The nation’s crude stockpiles probably fell 2.9 million barrels last week, a Bloomberg survey shows ahead of an Energy Department report.
‘‘The premier’s comments are supportive for the oil market,’’ said Ric Spooner, a chief market analyst at CMC Markets, in Sydney.
‘‘With the Fed, the issue is what they do and how big it’s going to be. Without supply shocks, we are probably fairly close to the top end of the range for oil.’’
‘‘The market is waiting on the outcome of the FOMC meeting and data from the Energy Department,’’ said David Lennox, an analyst at Fat Prophets, in Sydney.
Crude for October delivery was at $US97.06 a barrel, down 11 cents, in electronic trading on the New York Mercantile Exchange at 1.23pm AEST.
The contract yesterday rose 0.7 per cent to $US97.17, the highest close since August 22. Prices are 1.8 per cent lower this year.
Brent oil for October settlement slid 2 cents to $US115.38 a barrel on the London-based ICE Futures Europe exchange.
The European benchmark grade’s premium to West Texas Intermediate was at $US18.32, from $US18.23 yesterday.
The difference between the world’s two most-traded grades of oil, which widened to as much as $US21.92 last month, is narrowing as North Sea production rebounds from the lowest level in five years.
Daily exports of the four crude grades comprising the Dated Brent benchmark will rise 24 per cent in October, the biggest monthly increase in two years, as maintenance work ends, data compiled by Bloomberg shows.
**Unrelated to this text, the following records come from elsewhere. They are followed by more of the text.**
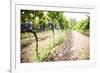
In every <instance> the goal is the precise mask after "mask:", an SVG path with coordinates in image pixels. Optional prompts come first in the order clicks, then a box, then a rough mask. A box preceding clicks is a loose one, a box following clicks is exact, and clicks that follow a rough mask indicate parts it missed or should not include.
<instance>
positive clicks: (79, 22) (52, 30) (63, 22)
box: [21, 10, 90, 62]
mask: <svg viewBox="0 0 100 73" xmlns="http://www.w3.org/2000/svg"><path fill="white" fill-rule="evenodd" d="M26 22H29V23H31V24H32V31H33V32H35V34H36V36H37V40H38V42H36V38H35V36H34V35H33V33H30V32H25V33H22V32H21V49H23V48H25V47H27V46H28V45H29V44H32V49H33V61H34V62H44V61H46V59H47V58H48V55H49V54H51V53H53V52H54V51H55V50H56V49H57V48H56V47H57V46H59V45H61V44H63V43H64V42H65V39H66V38H67V33H68V32H69V31H71V30H77V31H78V32H80V33H82V34H84V35H88V36H89V32H90V31H89V29H90V27H89V24H90V18H89V16H86V18H85V19H82V20H81V21H79V22H77V21H76V19H74V18H71V19H70V20H68V19H67V18H66V17H65V16H64V12H62V11H38V10H21V25H22V24H25V23H26ZM49 22H52V25H53V26H52V27H50V26H49ZM21 30H22V29H21ZM36 43H37V44H38V47H37V48H36ZM44 44H45V45H44ZM36 50H37V51H36ZM86 51H87V49H83V50H82V51H81V52H82V53H81V55H82V56H84V57H85V58H89V57H88V52H86ZM37 53H38V54H37Z"/></svg>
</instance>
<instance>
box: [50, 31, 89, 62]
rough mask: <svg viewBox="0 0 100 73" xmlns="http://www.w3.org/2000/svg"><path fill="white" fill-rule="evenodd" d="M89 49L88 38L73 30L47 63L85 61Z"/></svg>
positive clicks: (86, 56)
mask: <svg viewBox="0 0 100 73" xmlns="http://www.w3.org/2000/svg"><path fill="white" fill-rule="evenodd" d="M89 48H90V47H89V37H88V36H85V35H83V34H80V33H79V32H77V31H75V30H73V31H71V32H69V33H68V34H67V38H66V40H65V42H64V43H63V44H62V45H61V47H60V48H58V49H57V50H56V51H55V52H54V54H52V55H50V56H49V58H48V61H64V60H85V59H88V58H89Z"/></svg>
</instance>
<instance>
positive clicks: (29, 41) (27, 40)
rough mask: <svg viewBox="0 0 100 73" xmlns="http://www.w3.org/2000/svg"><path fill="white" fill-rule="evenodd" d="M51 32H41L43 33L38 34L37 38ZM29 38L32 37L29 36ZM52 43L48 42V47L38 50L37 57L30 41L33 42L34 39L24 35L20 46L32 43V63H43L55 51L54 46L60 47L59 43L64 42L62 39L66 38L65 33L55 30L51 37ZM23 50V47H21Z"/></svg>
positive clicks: (65, 34) (65, 33) (46, 59)
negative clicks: (52, 40)
mask: <svg viewBox="0 0 100 73" xmlns="http://www.w3.org/2000/svg"><path fill="white" fill-rule="evenodd" d="M50 32H51V31H47V32H43V33H38V37H40V38H42V37H43V35H44V34H46V33H50ZM31 36H33V35H32V34H31ZM52 37H53V38H52V39H53V41H51V42H50V41H48V42H49V45H48V46H46V47H44V48H38V57H39V59H38V58H37V56H36V49H35V43H32V41H31V40H34V38H33V39H32V38H29V34H28V33H25V34H22V35H21V45H24V47H25V45H26V46H27V45H28V43H32V47H33V50H34V51H33V60H34V62H44V61H46V60H47V58H48V55H49V54H51V53H53V52H54V51H55V50H56V48H55V47H56V46H58V45H60V44H61V43H63V42H64V39H65V38H66V31H63V32H62V31H58V30H55V35H54V36H52ZM22 48H23V47H22Z"/></svg>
Oil in New York slipped as much as 0.5 per cent earlier today after the industry-funded American Petroleum Institute said crude stockpiles rose 221,000 barrels last week.
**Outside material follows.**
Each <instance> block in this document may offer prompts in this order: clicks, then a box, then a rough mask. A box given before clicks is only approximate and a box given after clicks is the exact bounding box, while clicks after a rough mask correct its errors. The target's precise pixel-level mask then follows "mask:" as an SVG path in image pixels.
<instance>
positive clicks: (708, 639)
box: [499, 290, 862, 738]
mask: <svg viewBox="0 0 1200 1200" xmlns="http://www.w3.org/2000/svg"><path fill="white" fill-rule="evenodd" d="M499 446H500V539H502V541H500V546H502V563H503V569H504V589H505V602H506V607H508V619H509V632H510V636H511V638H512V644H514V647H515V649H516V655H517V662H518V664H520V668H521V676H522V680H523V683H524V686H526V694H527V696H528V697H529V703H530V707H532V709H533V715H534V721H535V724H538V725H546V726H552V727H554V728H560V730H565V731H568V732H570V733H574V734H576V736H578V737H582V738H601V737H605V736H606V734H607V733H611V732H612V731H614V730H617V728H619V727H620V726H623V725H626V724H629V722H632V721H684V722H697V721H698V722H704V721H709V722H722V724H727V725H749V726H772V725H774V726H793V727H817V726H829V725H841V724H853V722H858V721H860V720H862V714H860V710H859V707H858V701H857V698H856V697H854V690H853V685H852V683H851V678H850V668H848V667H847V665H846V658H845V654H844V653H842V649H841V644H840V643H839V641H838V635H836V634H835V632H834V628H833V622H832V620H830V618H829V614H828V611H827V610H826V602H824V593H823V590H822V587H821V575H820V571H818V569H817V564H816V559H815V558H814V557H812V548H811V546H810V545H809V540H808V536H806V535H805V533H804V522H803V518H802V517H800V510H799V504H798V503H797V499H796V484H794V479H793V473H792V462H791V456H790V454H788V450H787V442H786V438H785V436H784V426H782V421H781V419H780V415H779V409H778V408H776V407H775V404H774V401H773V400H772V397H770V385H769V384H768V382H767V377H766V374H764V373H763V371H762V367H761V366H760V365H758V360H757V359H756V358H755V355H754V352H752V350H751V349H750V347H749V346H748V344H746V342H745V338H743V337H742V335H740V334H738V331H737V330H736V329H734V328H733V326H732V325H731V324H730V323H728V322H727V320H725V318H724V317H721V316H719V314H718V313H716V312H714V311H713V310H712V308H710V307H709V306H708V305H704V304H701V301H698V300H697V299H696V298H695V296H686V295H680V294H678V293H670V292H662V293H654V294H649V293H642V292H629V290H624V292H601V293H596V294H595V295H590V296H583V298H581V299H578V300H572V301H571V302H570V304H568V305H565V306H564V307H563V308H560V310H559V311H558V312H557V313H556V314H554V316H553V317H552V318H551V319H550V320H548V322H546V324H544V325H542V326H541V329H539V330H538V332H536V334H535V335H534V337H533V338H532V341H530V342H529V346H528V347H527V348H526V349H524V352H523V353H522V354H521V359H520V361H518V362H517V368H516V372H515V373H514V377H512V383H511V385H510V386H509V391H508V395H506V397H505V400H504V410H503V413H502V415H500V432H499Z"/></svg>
Gasoline supplies declined 4.16 million barrel and distillate-fuel inventories rose 2.55 million, the API’s weekly report showed.
Supplies of oil are abundant and consumption will slow next year, the Organisation of Petroleum Exporting Countries (OPEC) said yesterday.
In its monthly market report, OPEC said that global demand will rise by an average 800,000 barrels a day to 89.55 million a day in 2013.
Demand is forecast to increase by 900,000 barrels a day to 88.74 million this year. The group estimates its 12 members will need to pump an average of 29.5 million barrels a day next year, or 1.9 million less than current output.
West Texas Intermediate will average $US93.67 a barrel during the final three months of this year, the Energy Department said in its Short-Term Energy Outlook yesterday. Prices will average $US92.63 a barrel next year, the department said.
Oil in New York has technical resistance along the upper Bollinger Band on the daily chart, around $US99.36 a barrel today, according to data compiled by Bloomberg.
Futures have halted advances near this indicator since July. Sell orders tend to be clustered near chart-resistance levels.